Don’t do much business mileage (1K), claimable at 25c/mile and about 10k personal mileage.
Seems to me allowance is the obvious choice.
BIK would be 7.5k  tax per year.
Allowance  be 8k  net per year.
Any thoughts on best option?


----------



## Gordon Gekko (18 Nov 2018)

The allowance I would say


----------



## thos (19 Nov 2018)

Have you got a car already? Is it fit for purpose? Is it paid or finance due?


----------



## BIG (19 Nov 2018)

Have a decent car (2014) already with no finance due which costs me around 7k per year (3.5k dep, 2k fuel, 1.5 k tax/ins/service).
So for 7.5k I get a newer car  so not much between them.
Expense Mileage is small as it’s only minimal (1k euros per year) which makes the allowance  maybe 8.5k (after fuel)


----------



## Purple (21 Nov 2018)

Take the allowance.


----------



## Frank (24 Nov 2018)

cost of your own car

New car 
depreciation 5000
Fuel to do lets say 6 liters per 100 k  11k (1.45 * 6 * 11k/100) near as 1000
Fuel prices only going one way despite recent drops in oil prices.
servicing 1 per year lets say 350 
Tyre's 2 per year 250
Tax 280
Insurance 600
tolls for me in Dublin m50 twice a day lets say another 1000

All in looking at 8500 ish per year so need to earn 17k a year to cover that 

The allowance and the company car look pretty close.
Hopefully this makes some sense.
Probably missing something 

I drive a company van for work and any time there is a problem the peace of mind of not having to worry about the costs is worth it IMHO

I would be tempted by the Company car.


----------



## Gordon Gekko (25 Nov 2018)

Why would you be tempted by the company car?

The OP has two choices:

- A €7,500 tax bill for the privilege of driving an Audi A6

- €8,000 a year into his/her hand to arrange his/her own car

The trick is not to buy a new car; then you can actually make money on the second option.


----------



## thos (26 Nov 2018)

Frank said:


> any time there is a problem the peace of mind of not having to worry about the costs is worth it IMHO



From GG's above sums, you can put a price of €500 for this peace of mind.
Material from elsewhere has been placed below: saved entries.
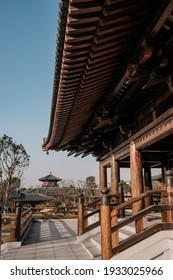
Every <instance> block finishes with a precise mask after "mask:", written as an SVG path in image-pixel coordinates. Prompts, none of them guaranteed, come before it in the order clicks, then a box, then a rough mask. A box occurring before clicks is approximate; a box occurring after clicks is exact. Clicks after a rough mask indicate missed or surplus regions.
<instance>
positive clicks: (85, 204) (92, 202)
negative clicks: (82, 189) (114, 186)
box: [78, 189, 125, 236]
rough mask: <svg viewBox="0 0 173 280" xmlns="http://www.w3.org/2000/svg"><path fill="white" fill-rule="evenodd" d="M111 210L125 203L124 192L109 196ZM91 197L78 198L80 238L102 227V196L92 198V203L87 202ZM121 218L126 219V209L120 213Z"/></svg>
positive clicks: (79, 196)
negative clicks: (88, 233) (100, 212)
mask: <svg viewBox="0 0 173 280" xmlns="http://www.w3.org/2000/svg"><path fill="white" fill-rule="evenodd" d="M109 197H110V206H111V209H112V208H113V207H114V206H116V205H118V204H120V203H122V202H124V198H125V196H124V194H123V190H122V189H121V192H120V194H119V195H114V194H113V195H109ZM88 199H89V197H86V196H85V197H84V196H83V195H82V194H81V195H79V197H78V236H80V235H82V234H84V233H85V232H88V231H90V230H92V229H94V228H96V227H98V226H100V205H101V196H99V197H98V196H97V197H96V196H95V197H94V196H93V197H90V201H89V202H86V200H88ZM119 216H120V217H124V216H125V212H124V209H123V210H122V211H119Z"/></svg>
If going the second-hand route, this means finding suitable car, visiting dealers, getting a deal, arranging finance (if needed). Taking a certain amount of risk on a second-hand car in terms of it's history and level of servicing done / maintenance required.
That figure helps look after any unexpected servicing issues (balanced against above, in terms of level of warranty / guarantee available), or general increase in running costs over time.

I've gone car allowance in the past when available to me, but on those 2 occasions I already had a nice car which was fit for purpose, and secondly I was unsure of staying with the job long term, and in my role a company car wasn't always a given if I were to move.

I think motoring at present is a little uncertain, lots of talk of increased carbon taxes which will mean increased costs for the motorist, a tide turning against diesels but people not fully convinced by EV's yet. I'll through Brexit into the mix for second-hand car values, as this has caused issues in the market before.

I would be very tempted by company car for that peace of mind - if the car on offer was suitable, and the job had long term prospects.


----------



## Gordon Gekko (27 Nov 2018)

The point is that it should be possible to keep your total motoring costs below €8,000 a year, thus making money on the overall arrangement.


----------



## stantheman (22 Jan 2019)

With Zero BIK for the next 3 years, I think the company car becomes a more interesting choice versus car allowance if an electric car is an option & your mileage is low.


----------